French Quarter Windows

Legs in a window.

I see things. Details. Windows. Nooks. Crannies.

I’ve probably photographed this store widow five or six times. Usually at night. Evening light, plus the lights in the window, make these mannequin legs look sort of garish. In daylight they look just fine. Toning down the color a little and adding a little softness makes them look a little mysterious. And, it hides me. My reflection is behind the middle leg.

Needless to say, I’m enjoying the new photo editing software. I learned something today that made me smile. For most work, I have to fine tune each image individually. With this app, I can stack similar images, create what amounts to a formula and process them all at once. Not only does that save time, but it allows me to make a collection of images that have the same basic look and feel, in one go.

Weather report.

If you’ve watched or read the national or world news you know that Houston, Texas, is underwater. The hurricane, which is now a tropical storm, is going to linger in the area until Thursday when it moves northward. By the time the storm finally leaves Houston, about five or six feet of rain water will have fallen. That’s five or six FEET. Not inches. This is unheard of. Nobody seems to know what to do to help the region recover except to keep on rescuing people and doing what we can. This is a disaster of epic proportions. It will take Houston years to recover. Shipping and oil refining is shut down. The airports are closed. Hospitals are being evacuated.

In New Orleans, this sends shivers down our spines.
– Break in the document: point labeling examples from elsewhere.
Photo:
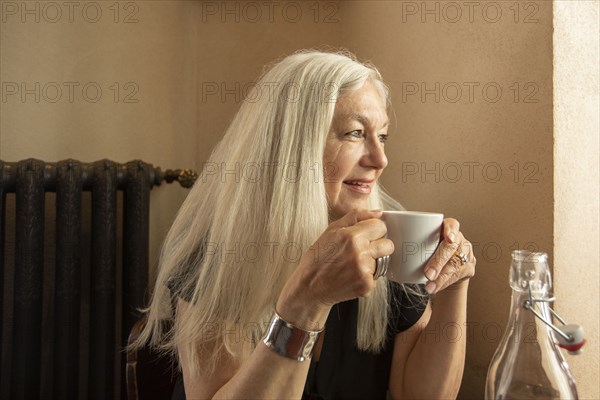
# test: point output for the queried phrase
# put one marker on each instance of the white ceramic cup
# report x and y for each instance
(416, 236)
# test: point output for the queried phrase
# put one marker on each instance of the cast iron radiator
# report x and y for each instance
(66, 315)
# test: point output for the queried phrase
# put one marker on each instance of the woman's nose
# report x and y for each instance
(375, 155)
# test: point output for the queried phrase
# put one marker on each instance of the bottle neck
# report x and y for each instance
(528, 327)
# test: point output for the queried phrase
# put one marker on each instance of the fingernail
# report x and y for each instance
(452, 237)
(430, 274)
(430, 287)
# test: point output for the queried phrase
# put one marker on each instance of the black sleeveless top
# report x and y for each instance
(345, 372)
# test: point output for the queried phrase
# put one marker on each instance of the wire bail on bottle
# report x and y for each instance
(570, 336)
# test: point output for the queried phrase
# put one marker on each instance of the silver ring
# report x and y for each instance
(462, 257)
(381, 266)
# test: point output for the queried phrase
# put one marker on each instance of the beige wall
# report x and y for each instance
(192, 60)
(576, 189)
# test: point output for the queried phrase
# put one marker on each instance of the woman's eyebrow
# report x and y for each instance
(366, 121)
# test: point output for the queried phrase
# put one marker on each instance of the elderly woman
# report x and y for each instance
(270, 271)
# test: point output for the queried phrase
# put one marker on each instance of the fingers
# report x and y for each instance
(443, 254)
(354, 217)
(454, 269)
(451, 230)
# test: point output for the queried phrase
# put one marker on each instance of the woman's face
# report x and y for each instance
(354, 152)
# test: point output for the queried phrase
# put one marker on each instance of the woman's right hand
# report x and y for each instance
(339, 266)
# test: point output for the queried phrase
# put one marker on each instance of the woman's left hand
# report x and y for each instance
(452, 262)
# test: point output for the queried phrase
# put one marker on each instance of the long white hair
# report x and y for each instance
(257, 206)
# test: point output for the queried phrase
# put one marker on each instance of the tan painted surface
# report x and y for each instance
(576, 147)
(460, 145)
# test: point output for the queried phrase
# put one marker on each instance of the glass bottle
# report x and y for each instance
(528, 363)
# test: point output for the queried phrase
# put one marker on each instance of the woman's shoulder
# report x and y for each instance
(407, 305)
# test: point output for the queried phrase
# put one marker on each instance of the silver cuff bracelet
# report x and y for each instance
(290, 341)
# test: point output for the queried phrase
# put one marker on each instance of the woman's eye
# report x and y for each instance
(357, 133)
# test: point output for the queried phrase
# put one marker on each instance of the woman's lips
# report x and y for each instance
(360, 186)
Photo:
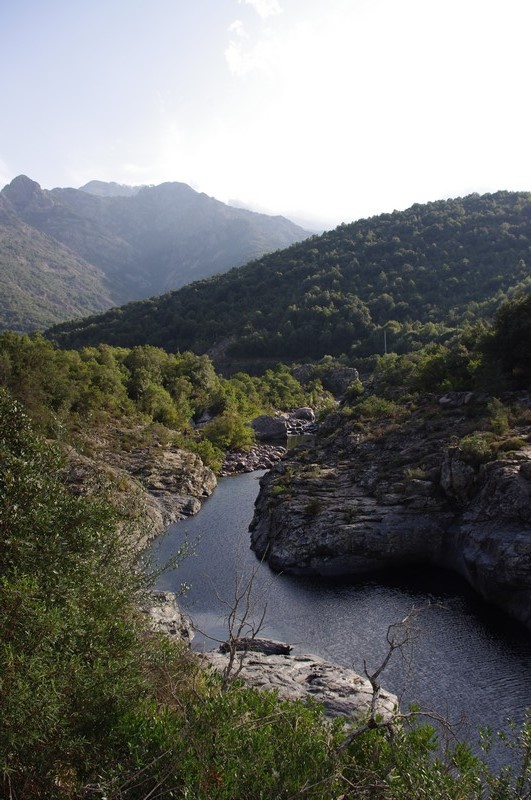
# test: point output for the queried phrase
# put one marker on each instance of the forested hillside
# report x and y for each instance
(415, 273)
(68, 252)
(92, 702)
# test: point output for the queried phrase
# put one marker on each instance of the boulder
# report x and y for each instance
(307, 414)
(165, 616)
(268, 428)
(298, 677)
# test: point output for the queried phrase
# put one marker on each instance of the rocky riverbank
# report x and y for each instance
(295, 676)
(398, 491)
(154, 484)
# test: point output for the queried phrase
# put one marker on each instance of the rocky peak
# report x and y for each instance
(26, 195)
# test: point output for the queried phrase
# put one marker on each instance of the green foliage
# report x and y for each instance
(476, 448)
(374, 408)
(229, 432)
(67, 391)
(92, 705)
(510, 341)
(414, 274)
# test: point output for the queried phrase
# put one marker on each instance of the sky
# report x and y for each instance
(325, 111)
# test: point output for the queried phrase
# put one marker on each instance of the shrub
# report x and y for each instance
(476, 449)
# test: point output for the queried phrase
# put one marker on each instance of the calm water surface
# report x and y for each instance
(465, 661)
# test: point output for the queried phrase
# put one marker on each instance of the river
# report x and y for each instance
(465, 660)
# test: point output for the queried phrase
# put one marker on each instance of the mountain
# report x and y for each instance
(41, 280)
(416, 273)
(70, 252)
(109, 189)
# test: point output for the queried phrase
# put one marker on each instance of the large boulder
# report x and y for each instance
(306, 413)
(268, 428)
(298, 677)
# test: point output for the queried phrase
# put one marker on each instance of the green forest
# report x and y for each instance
(94, 704)
(415, 274)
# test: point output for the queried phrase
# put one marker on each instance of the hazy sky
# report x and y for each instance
(331, 110)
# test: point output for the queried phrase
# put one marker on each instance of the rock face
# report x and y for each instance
(397, 495)
(166, 617)
(260, 457)
(268, 428)
(296, 677)
(271, 665)
(161, 483)
(277, 428)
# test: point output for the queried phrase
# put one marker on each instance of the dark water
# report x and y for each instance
(465, 661)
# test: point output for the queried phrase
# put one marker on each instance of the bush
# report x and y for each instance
(476, 449)
(229, 432)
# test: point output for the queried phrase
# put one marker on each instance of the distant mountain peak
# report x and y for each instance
(25, 194)
(110, 189)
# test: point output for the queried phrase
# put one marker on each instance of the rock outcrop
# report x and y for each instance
(297, 677)
(262, 456)
(161, 483)
(165, 616)
(393, 495)
(272, 665)
(269, 428)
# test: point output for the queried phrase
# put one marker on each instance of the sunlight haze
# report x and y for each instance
(324, 112)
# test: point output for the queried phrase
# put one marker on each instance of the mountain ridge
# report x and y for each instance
(416, 273)
(126, 247)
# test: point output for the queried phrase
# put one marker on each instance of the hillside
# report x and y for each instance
(42, 281)
(417, 273)
(69, 252)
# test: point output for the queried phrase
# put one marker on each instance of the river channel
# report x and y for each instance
(465, 661)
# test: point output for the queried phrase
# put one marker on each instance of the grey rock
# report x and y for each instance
(297, 677)
(346, 509)
(268, 428)
(165, 616)
(307, 414)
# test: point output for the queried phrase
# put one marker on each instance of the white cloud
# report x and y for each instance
(264, 8)
(244, 56)
(238, 28)
(5, 173)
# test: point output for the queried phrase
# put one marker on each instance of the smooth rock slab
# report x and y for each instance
(296, 677)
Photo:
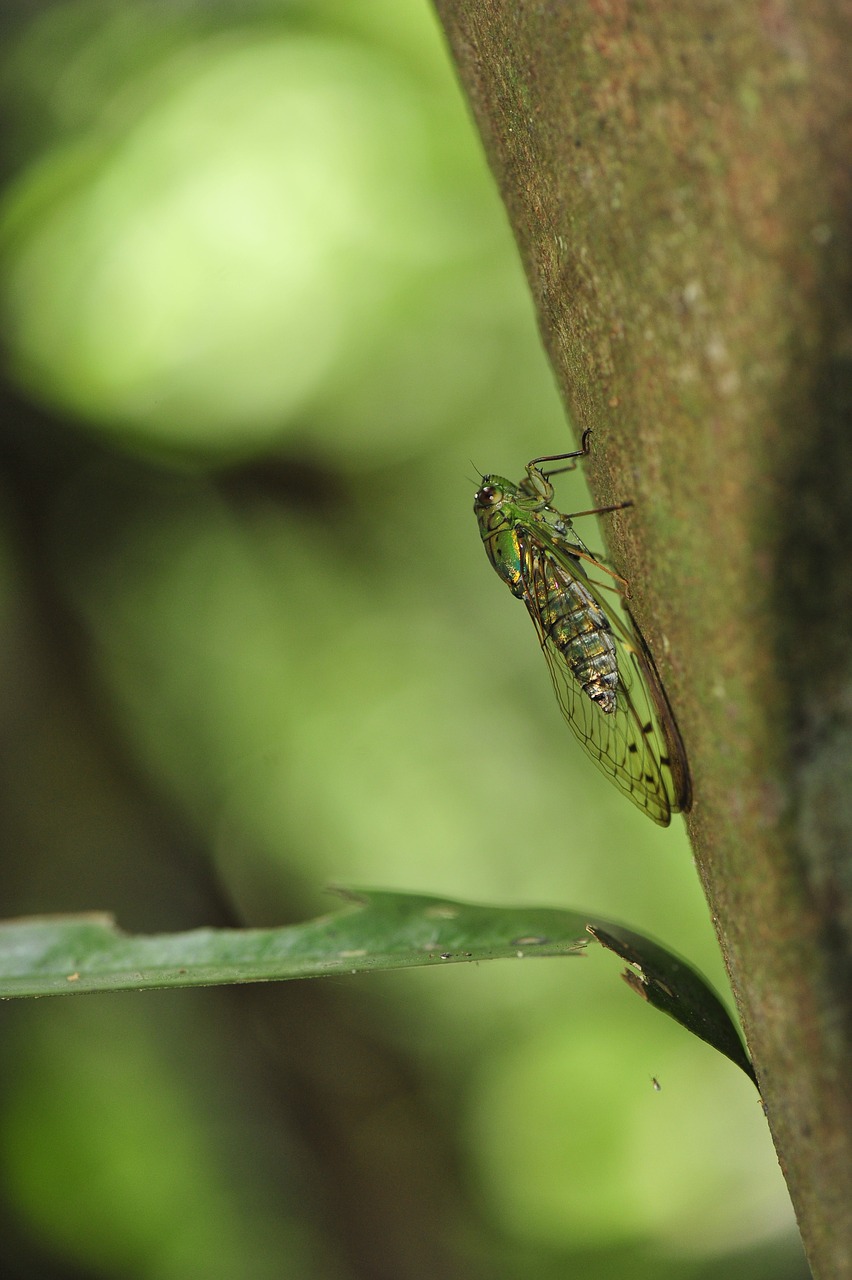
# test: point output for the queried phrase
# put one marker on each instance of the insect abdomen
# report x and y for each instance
(582, 634)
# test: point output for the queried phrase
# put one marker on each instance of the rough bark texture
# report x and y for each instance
(678, 181)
We know what this is. We know how it feels. We will do whatever we can to help. Meanwhile, we’ve had some rain, with more on the way as the storm bands swing around to the east. We expect maybe another eight to ten inches. This would not be a big deal… if the pumps and power turbines were all working. But, they are not. To make matters worse, the entire sewage system needs to be cleared, cleaned and repaired. We have five old sewage trucks and a new one on its way. If they don’t break down and work at full capacity it will take them 20 years to clear the system. Then, they start again.

Think about that.

TWENTY YEARS. And, while they are at it, our streets will be repaired at about the same time. My street is scheduled to be repaired in the year 2032. FIFTEEN Years. Sheesh, assuming I survive that long, I’ll probably be rolling around in a Hoveround. You know, one of those motorized scooters.

The picture. See above. Way above. Heheheh!